Les lois restrictives votées dans certains États américains, la propagation de fausses cliniques, la formation déficiente des médecins, l’éloignement des points de service et l’avancée des partis politiques opposés à l’avortement illustrent la nécessité de poursuivre la lutte pour maintenir les droits des femmes, selon quatre spécialistes. Stéphan Bureau discute avec eux de la possibilité que cette question soit à nouveau débattue lors de la prochaine campagne électorale fédérale.
Nos invités sont Françoise Girard, de l’International Women’s Health Coalition, Mariane Labrecque, de la Fédération du Québec pour le planning des naissances (FQPN), Martin Winckler, ancien médecin et militant féministe, et Josée Laramée, des Centres d’aide et de lutte contre les agressions à caractère sexuel (CALACS) francophones d’Ottawa.
Violée à 18 ans, Josée Laramée s’est fait convaincre par des religieuses de mener la grossesse à terme, avec la promesse qu’elle recevrait de l’aide pour s’occuper de l’enfant. « J’ai donc accouché d’un fils après une grossesse extrêmement nerveuse, raconte-t-elle. J’ai eu quatre transfusions de sang, j’ai failli mourir, et Jean-François est venu au monde avec une tumeur dans l’hypothalamus. Est-ce que c’était dû au trauma, au stress? Je n’en ai aucune idée. […] Il est encore à l’hôpital, il a 32 ans. Ça m’est arrivé souvent de me dire : « Pourquoi je ne l’ai pas fait? » Il souffre beaucoup. »

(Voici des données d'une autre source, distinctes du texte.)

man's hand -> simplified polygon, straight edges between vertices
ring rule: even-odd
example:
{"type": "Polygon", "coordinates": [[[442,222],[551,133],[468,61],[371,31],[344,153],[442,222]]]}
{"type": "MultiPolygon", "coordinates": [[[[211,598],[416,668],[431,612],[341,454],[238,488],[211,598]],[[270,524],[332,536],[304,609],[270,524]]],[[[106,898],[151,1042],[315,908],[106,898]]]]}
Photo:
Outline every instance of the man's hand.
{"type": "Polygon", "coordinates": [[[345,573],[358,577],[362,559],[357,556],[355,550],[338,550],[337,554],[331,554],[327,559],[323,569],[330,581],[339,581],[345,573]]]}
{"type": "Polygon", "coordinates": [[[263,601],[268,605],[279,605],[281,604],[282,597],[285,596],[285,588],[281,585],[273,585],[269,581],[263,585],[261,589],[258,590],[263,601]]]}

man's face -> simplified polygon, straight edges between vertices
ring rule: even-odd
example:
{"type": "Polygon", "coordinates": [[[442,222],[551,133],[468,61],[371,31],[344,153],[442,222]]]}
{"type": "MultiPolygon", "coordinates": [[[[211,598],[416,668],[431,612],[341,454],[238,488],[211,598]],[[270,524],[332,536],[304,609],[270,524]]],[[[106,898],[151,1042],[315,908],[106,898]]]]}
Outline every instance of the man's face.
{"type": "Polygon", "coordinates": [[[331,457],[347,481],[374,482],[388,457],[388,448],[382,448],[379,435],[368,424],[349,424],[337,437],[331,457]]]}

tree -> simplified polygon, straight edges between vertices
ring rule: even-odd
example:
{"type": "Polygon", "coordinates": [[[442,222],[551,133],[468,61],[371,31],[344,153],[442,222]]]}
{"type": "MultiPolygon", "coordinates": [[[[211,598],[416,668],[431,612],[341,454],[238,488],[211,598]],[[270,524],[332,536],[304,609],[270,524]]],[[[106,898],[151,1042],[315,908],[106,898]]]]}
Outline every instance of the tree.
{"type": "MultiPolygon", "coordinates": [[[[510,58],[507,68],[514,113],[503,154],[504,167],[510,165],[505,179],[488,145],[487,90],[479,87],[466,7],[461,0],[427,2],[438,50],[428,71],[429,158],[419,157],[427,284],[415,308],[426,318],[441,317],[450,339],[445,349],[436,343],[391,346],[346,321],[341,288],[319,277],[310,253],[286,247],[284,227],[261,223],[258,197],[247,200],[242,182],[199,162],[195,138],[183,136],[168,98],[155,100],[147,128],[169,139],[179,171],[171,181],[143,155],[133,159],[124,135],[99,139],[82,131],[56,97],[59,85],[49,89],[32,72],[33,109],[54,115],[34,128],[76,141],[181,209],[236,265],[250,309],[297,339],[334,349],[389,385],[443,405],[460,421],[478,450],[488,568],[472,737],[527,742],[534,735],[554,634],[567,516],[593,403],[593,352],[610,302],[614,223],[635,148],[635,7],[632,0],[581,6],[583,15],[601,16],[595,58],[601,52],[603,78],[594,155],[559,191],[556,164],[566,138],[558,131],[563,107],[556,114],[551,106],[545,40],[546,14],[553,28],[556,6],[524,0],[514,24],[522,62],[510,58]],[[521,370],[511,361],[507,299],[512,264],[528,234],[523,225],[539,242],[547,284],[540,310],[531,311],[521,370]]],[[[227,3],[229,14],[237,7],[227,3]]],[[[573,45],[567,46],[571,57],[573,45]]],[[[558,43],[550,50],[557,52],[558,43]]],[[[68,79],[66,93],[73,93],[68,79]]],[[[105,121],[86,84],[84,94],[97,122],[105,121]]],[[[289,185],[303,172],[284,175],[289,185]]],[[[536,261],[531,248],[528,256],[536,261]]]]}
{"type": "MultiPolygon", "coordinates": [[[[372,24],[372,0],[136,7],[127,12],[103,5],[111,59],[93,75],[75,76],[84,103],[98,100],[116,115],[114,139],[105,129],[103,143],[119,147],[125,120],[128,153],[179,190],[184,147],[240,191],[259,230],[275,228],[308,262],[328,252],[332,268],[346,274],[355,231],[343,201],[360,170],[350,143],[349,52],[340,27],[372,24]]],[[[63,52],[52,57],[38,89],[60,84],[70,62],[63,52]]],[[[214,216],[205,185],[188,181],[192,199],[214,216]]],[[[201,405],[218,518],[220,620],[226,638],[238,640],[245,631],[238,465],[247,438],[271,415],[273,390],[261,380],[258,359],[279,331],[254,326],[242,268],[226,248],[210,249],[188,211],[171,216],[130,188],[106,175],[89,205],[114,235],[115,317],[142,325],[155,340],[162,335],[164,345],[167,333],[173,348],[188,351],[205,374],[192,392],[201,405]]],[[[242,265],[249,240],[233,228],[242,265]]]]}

Mouvement orchestré, et non spontané
Françoise Girard souligne que pendant que les lois sur l’avortement s’assouplissent partout dans le monde, les États-Unis sont l’un des seuls endroits où ce droit recule, et elle n’exclut pas que cela atteigne bientôt le Canada. « Tout ça fait partie d’un mouvement orchestré par les églises évangéliques blanches, et l’Église catholique américaine, et c’est financé très généreusement par des donateurs conservateurs, souligne-t-elle. Ce n’est pas un mouvement spontané contre l’avortement. […] Ils ont essayé de l’exporter en Pologne, ils essaient de le faire en Hongrie… Tout ça fait partie de ce qu’ils appellent un « retour à l’ordre naturel ». »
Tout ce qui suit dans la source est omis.